Monitoring Overview¶
Status: Partially implemented — Prometheus metrics operational; Grafana, AlertManager, and Evidently not yet deployed.
Current Observability (Implemented)¶
The inference service currently exports 8 Prometheus metrics via GET /metrics:
| What | How |
|---|---|
| HTTP request rate and latency | soccer_requests_total, soccer_request_duration_seconds |
| HTTP error rate (4xx/5xx) | soccer_errors_total |
| Prediction volume | soccer_predictions_total |
| Celery queue depth | soccer_celery_queue_length (also via GET /monitoring/celery/queues) |
| Celery active workers | soccer_celery_workers_active (also via GET /monitoring/celery/workers) |
| Model load state | soccer_model_loaded |
| Model version | soccer_model_version |
| Service liveness | GET /healthcheck/ |
Metrics are scraped from GET /metrics (Prometheus exposition format).
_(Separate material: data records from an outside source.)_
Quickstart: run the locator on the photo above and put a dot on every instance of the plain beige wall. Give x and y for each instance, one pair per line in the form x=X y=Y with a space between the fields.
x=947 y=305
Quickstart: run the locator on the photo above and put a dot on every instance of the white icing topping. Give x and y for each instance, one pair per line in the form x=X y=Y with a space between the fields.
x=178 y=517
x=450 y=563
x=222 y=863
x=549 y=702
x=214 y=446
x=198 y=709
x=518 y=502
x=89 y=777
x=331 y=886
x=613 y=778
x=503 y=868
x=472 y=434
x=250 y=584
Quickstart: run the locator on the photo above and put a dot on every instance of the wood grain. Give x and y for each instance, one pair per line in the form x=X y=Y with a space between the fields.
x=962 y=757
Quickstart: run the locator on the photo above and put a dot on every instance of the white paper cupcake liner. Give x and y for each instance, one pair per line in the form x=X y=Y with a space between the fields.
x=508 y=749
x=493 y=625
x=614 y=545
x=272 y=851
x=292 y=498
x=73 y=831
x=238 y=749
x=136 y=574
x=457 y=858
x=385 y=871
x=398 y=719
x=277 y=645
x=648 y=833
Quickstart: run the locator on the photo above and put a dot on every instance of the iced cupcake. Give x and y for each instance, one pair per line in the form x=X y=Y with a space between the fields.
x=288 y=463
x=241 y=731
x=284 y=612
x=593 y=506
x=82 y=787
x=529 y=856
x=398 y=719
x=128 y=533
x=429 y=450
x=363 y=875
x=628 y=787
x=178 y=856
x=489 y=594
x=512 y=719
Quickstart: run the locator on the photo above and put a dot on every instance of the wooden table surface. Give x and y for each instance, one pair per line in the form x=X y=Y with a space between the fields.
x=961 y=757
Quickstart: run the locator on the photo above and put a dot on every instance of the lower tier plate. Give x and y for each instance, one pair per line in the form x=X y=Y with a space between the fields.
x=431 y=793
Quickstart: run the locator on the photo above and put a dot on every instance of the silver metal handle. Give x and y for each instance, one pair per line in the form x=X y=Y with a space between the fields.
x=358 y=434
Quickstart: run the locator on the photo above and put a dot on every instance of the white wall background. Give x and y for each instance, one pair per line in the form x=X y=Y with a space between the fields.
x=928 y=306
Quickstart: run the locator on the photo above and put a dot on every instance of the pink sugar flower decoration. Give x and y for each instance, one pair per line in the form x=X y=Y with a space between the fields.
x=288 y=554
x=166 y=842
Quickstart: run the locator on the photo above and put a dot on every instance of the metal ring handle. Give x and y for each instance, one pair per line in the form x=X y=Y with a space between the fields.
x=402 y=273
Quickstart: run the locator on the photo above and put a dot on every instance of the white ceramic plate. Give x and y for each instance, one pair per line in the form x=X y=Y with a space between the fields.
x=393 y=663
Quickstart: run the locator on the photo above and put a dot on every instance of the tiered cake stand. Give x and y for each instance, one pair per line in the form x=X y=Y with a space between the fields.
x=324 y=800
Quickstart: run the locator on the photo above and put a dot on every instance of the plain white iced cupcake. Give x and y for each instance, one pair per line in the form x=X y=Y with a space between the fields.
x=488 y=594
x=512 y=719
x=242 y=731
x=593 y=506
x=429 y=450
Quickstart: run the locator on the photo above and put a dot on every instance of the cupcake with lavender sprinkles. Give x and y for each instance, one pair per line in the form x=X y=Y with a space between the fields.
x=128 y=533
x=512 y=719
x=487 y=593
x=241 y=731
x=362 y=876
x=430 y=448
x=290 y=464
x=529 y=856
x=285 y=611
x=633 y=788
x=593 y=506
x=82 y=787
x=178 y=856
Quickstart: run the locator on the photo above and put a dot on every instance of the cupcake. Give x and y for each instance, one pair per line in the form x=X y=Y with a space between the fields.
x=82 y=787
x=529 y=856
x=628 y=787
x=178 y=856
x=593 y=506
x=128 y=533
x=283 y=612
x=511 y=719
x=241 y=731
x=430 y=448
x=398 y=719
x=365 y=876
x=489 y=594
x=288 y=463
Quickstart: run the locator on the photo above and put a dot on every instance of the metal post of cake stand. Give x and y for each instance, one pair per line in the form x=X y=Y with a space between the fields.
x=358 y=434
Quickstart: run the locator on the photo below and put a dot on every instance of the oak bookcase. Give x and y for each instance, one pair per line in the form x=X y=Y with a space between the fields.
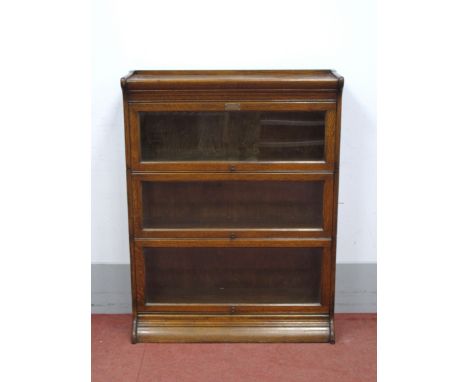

Full details: Metrics reference · Coverage matrix
There are no active dashboards, alert channels, or drift detection integrations today.
All operational monitoring is manual — via GET /metrics, /healthcheck/, and /monitoring/celery/*.
Roadmap¶
Phase 2 — Next (Current Priority)¶
- [ ] Grafana dashboard (latency, throughput, error rate, queue depth)
- [ ] Evidently data drift detection on prediction logs (offline batch report first)
- [ ] AlertManager rule:
soccer_model_loaded == 0
Phase 3 — Planned¶
- [ ] Drift metrics exported to Prometheus
- [ ] PostgreSQL query latency via pg_exporter
- [ ] Log aggregation (ELK or Loki)
- [ ] On-call escalation policy